A circle is one of the most basic objects you can create.
There are several different methods you can use to create circles that are tangent to other objects. The first method is called Tangent, Tangent, Radius. You can find this method in the Circle split-button in the Draw panel of the Home ribbon. The Tangent, Tangent, Radius method creates a circle with a specified radius that is tangent to two existing objects. Click to select that method.
Suppose that you want to create a circle that is tangent to two lines. In the command window and at the dynamic command prompt, you can see that the program is prompting you to specify a point on the object for the first tangent of the circle, and as you move the cursor anywhere over one of the lines, you see a small glyph and a tooltip appears that says Deferred Tangent. This is an object snap that automatically pops up and allows you to snap to that geometry. Click to pick a point on one line. Then move the cursor over to the other line. The prompt changes. It now asks you to specify a point on an object for the second tangent of the circle and again you see the same glyph and tooltip. You can click to pick a deferred tangent point on the other line.

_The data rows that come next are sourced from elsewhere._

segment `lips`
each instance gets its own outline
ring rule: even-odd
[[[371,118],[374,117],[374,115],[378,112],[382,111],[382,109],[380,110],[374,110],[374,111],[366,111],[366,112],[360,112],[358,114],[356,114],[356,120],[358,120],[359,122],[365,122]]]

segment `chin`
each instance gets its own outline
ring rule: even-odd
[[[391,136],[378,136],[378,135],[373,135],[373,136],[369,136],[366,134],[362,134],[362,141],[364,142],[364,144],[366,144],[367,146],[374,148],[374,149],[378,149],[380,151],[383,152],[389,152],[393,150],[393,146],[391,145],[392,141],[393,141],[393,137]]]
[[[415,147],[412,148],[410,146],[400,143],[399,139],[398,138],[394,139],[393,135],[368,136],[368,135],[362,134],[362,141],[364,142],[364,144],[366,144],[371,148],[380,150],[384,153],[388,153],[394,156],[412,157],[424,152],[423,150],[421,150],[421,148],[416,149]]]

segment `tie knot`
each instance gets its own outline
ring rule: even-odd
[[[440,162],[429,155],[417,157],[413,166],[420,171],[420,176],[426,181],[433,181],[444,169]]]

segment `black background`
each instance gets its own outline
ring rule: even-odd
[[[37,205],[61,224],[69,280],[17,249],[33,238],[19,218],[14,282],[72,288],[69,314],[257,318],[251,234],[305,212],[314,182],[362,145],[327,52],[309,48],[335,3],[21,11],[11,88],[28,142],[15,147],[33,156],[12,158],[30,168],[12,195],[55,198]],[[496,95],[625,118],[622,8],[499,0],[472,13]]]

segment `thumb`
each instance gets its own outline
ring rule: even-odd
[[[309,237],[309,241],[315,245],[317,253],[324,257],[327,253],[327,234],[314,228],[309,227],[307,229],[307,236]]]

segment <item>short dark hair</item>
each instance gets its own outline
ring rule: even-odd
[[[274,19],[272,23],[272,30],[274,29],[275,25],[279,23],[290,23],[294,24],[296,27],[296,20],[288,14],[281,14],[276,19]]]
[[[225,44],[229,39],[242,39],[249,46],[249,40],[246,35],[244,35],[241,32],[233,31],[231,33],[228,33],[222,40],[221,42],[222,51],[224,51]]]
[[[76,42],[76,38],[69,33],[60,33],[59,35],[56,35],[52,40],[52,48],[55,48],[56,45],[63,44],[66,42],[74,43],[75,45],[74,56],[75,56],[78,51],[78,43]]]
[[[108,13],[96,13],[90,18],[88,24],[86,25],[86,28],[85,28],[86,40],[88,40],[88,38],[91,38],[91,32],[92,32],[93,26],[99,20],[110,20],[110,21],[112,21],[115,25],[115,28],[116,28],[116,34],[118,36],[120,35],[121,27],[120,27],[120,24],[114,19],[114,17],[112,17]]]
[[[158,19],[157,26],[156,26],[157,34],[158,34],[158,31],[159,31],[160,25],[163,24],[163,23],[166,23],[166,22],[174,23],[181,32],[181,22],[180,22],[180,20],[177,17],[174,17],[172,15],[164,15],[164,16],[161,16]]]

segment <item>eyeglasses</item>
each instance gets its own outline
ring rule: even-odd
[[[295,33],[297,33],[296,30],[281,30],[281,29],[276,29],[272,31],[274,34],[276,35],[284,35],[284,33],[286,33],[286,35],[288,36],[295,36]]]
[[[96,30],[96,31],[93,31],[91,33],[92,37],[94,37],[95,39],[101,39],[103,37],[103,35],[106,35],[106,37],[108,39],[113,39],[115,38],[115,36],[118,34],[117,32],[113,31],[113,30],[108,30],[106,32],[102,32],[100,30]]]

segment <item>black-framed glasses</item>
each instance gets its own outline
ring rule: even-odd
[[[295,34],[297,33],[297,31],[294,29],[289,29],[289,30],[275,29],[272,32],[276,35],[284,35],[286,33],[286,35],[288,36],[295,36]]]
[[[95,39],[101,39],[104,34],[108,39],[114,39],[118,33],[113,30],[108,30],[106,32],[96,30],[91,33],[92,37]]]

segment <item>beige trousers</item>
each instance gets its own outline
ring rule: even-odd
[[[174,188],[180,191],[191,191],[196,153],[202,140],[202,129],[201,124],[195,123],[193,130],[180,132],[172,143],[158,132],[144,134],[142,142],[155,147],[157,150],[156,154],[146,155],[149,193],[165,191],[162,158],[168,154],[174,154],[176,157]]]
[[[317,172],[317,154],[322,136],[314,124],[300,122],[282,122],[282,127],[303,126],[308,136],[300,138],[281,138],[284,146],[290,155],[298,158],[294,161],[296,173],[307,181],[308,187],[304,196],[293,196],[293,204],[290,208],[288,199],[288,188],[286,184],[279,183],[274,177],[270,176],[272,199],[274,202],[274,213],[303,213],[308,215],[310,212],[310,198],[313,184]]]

You still do not see the circle, but now the command is prompting you to specify the radius of the circle. There is a default value from the last time you used the CIRCLE command. You can either pick points to specify the radius or type the value. Type in a value of “1.5 “. As soon as you press ENTER, the circle is created. Notice that the circle is tangent to the two lines. It is not necessarily drawn at the points you specified, but it is tangent to the lines you specified. If you had specified a smaller radius, the tangency points would be closer to the intersection of the two lines.
Create another circle tangent to those same two lines. Go back to the Draw panel in the ribbon. Notice that the Tangent, Tangent, Radius method is now the default method shown in the Circle button. Any time a button includes a flyout like this, whichever option you choose from the flyout becomes the new default method assigned to the button. It floats to the top. So you do not have to click the arrow; this time you can simply click the button.
Again, click to select the first line, but this time click to pick a point near the end of the line. Then, click to select the other line. Next, when the program prompts you to specify the radius, type “.75 “, half the size of the previous circle. Notice that the new circle is still tangent to the two lines, but now it touches them much further from the points you used to select those lines.
You can use the Tangent, Tangent, Radius method to create a circle tangent to any two objects. Click to select each of the lines, and then press ENTER to accept the default radius value. Again, the program creates a circle of the desired radius tangent to the two objects you selected.
Consider the Tangent, Tangent, Tangent method. Suppose you want to create a circle that fits exactly inside the triangle so that it touches and is tangent to all three sides.
In the Draw panel of the Home ribbon, expand the Circle split button and choose the Tan, Tan, Tan tool. Pick a point anywhere on one side of the triangle, then anywhere on the second side, and then anywhere on the third side. The program automatically calculates the radius of the circle that fits perfectly inside the triangle and is tangent to each side.